Fien Danniau of the University of Ghent discussed the dichotomy between research and public history in the EU: while researchers are often concerned with DH methods as a means to produce academic output, public history offers a chance for institutions to break out of the ivory tower and focus on the process of creating knowledge for the wider community. Although public humanities is beginning to be understood as a collaborative meeting place for these two approaches, many unsolved questions remain - particularly in terms of scale.
One example is the well-known Europeana, a portal that aggregates a staggering 58,000,000+ digital items from European libraries, archives, and museums.
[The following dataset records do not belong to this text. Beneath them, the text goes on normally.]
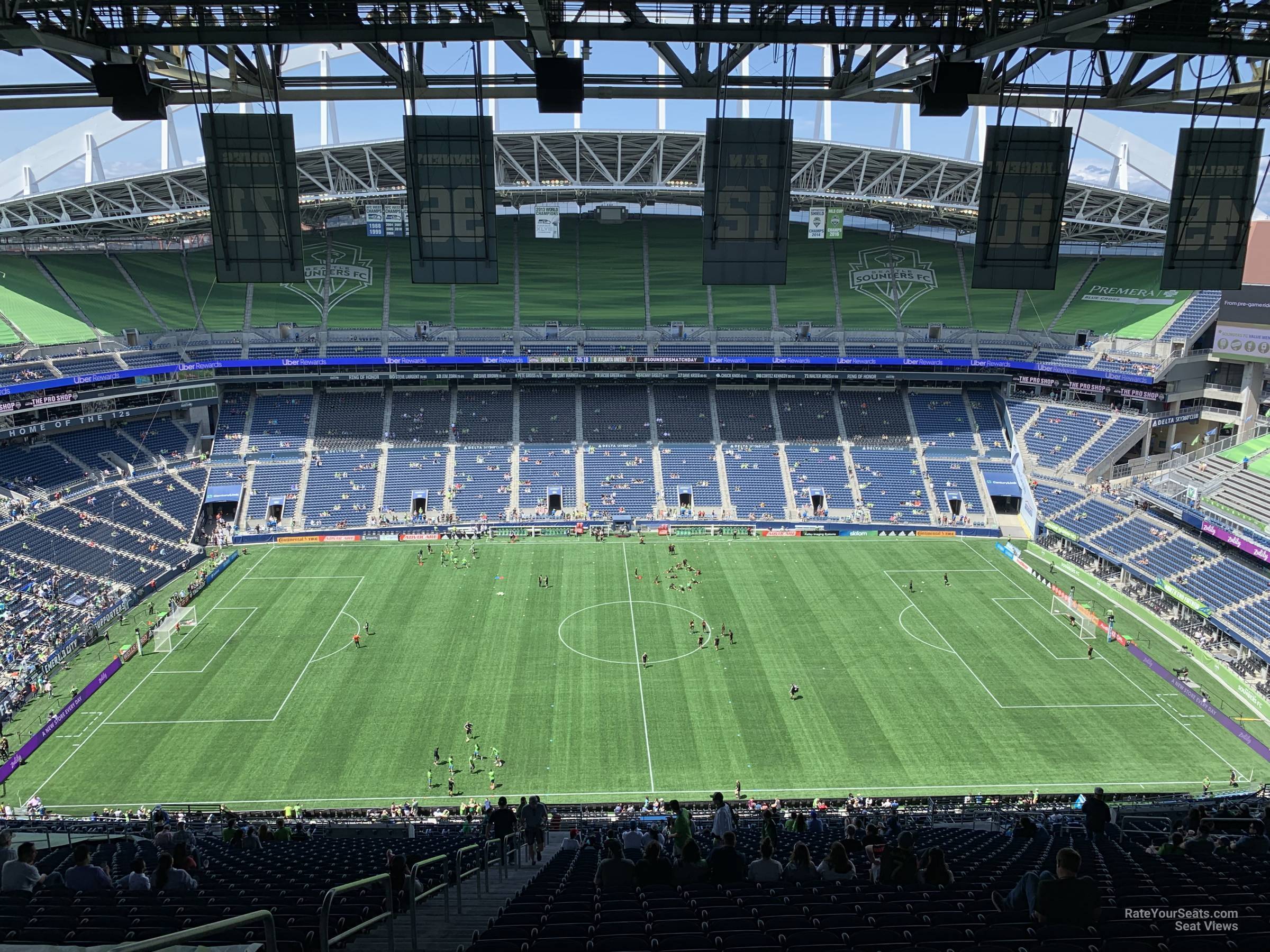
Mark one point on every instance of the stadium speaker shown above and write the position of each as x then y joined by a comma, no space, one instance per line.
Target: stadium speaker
949,89
129,89
559,84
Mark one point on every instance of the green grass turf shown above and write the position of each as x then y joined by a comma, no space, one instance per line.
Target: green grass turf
96,285
1128,321
357,305
33,305
224,306
611,267
969,687
675,289
162,281
807,294
549,273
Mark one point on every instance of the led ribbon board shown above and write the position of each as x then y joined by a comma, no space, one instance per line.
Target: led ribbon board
747,201
1021,194
450,183
253,189
1211,208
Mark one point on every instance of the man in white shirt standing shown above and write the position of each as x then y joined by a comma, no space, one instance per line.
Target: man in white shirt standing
723,818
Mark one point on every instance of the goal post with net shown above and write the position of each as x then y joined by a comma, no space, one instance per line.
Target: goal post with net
172,625
1067,611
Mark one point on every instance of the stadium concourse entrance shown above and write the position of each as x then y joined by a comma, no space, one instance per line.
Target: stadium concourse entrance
223,502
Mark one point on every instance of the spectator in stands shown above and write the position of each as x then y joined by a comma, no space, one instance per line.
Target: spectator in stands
897,865
169,879
765,868
633,838
725,864
723,822
21,875
836,865
86,877
799,867
653,868
1255,843
137,881
690,867
615,871
1097,814
534,817
681,828
501,822
1066,899
935,870
1173,846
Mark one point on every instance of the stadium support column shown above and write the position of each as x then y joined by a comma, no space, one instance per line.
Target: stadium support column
329,129
169,145
491,69
827,106
661,103
1250,395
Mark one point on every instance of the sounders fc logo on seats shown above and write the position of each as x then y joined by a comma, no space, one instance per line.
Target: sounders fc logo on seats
893,277
348,271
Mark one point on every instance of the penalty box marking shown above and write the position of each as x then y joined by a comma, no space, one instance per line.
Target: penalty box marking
957,654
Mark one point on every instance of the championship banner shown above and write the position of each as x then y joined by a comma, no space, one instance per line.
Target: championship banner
816,226
394,219
833,224
58,720
1059,531
1178,594
547,221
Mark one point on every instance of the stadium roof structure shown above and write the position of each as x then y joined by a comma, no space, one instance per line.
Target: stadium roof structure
1138,52
907,188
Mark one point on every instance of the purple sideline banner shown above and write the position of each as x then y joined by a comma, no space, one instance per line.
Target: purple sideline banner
58,720
1230,538
1188,692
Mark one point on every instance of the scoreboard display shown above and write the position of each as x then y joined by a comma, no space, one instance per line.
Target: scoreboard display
1021,192
253,192
1211,208
450,183
747,200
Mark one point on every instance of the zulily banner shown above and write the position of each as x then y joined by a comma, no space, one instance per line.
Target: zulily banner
1189,692
58,720
1230,538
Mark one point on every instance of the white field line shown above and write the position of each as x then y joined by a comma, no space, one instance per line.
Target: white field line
943,639
1118,671
639,670
627,794
204,670
135,687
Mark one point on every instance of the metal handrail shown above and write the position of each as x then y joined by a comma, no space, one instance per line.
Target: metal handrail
416,896
460,875
178,938
325,938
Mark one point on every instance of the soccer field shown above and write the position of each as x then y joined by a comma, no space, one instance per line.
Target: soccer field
972,686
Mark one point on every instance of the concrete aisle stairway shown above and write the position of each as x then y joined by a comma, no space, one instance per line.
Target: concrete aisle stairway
436,935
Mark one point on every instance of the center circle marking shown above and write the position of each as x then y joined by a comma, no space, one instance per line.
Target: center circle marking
625,602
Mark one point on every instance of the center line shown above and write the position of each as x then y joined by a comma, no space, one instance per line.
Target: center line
639,671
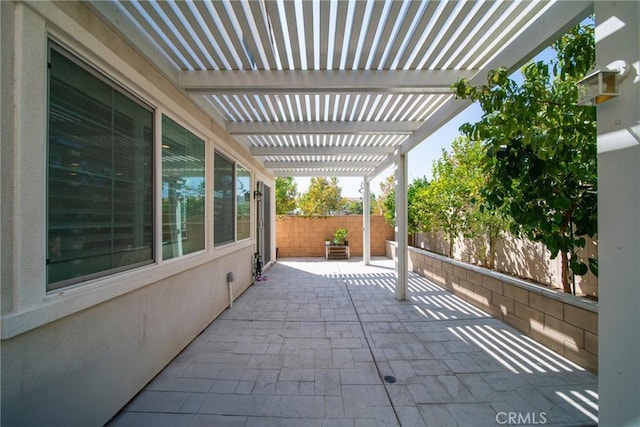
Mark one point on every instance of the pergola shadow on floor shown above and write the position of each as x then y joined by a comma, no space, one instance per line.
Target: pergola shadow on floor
327,344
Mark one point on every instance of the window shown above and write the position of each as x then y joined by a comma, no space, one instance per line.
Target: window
100,175
232,201
243,203
223,203
182,190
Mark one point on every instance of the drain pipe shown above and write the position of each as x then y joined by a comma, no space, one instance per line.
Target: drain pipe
230,279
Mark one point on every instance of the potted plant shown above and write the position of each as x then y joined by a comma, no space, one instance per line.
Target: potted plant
340,237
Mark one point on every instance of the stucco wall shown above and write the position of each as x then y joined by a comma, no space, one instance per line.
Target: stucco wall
564,323
81,369
305,236
76,355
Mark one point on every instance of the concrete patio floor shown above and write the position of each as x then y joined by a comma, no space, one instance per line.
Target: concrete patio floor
312,345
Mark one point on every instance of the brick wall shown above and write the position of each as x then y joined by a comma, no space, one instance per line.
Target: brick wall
305,236
564,323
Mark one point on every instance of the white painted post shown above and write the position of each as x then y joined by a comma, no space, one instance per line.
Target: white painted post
402,264
617,38
366,222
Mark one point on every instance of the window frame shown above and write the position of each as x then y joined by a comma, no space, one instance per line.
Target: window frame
164,115
235,165
52,45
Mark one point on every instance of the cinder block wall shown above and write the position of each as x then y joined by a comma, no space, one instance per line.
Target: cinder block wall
564,323
305,236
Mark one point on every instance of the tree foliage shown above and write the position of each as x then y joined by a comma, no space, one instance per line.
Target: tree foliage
414,191
286,193
323,197
386,203
541,149
449,202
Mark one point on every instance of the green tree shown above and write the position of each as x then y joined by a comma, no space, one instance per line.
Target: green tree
286,192
445,203
386,203
414,204
541,149
323,197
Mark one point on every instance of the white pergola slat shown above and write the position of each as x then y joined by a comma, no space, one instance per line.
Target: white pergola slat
332,77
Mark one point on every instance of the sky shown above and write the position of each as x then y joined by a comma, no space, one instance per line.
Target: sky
421,158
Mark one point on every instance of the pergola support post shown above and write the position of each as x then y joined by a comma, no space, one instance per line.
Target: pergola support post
618,38
402,258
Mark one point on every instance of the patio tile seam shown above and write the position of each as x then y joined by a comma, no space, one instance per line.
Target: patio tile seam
381,375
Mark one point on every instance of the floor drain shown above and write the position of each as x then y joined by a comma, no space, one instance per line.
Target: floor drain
390,379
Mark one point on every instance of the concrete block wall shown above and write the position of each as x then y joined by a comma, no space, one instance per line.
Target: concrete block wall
305,236
564,323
Although Europeana publishes usage statistics, it's unclear if the numbers really answer questions about who is using the portal and why: on such a massive scale, is it even possible to make statements about a "public" that is being served? Moreover, as Danniau pointed out, one can easily discover items held at the Library of Congress within Europeana, which complicates even the pretense that it serves a pan-European "public".
Recalling that collections as data designed for everyone serve no one, it's no surprise that current public humanities work in the EU - as in the United States - often centers around local cultural heritage institutions. Many projects take this a step further by involving a geospatial dimension - for example, the ambitious De Krook library project in Ghent to create a new type of collaborative public space.
Kees Teszelszky of the National Library of the Netherlands gave us a short history of web archiving in the EU, including the NEDLIB harvester, a now-defunct project to create a pan-European web archiving infrastructure.
Building on the lessons from NEDLIB, many national libraries in the EU have struck out separately in efforts to archive the web, with mixed results. In many countries, lack of a legal deposit law can severely restrict web archiving efforts - a problem for which institutions in the US have developed their own solutions. We learned that the task of web archiving is similarly decentralized in Switzerland, with librarians and archivists individually managing the archiving of content in their local communities. At the National Library of the Netherlands, web archiving efforts only began in earnest in 2007, despite the .nl domain being the first country code TLD ever registered.
Olga Holownia of the IIPC offered the consortium's successes over the past 15 years as a counterpoint. As of 2018, the consortium includes 56 members - among them national and regional libraries, independent archives, and NGOs. In particular, we heard that web archives in Croatia, Iceland, and Portugal actively invite researchers and in some cases will even fund research using archived content!
Finally, the IIPC collaboratively publishes an excellent tools list, and its members developed the pioneering Memento protocol and WARC format for storing and sharing web archives. Web archive training curriculum is also being developed and will be released under an open CC license.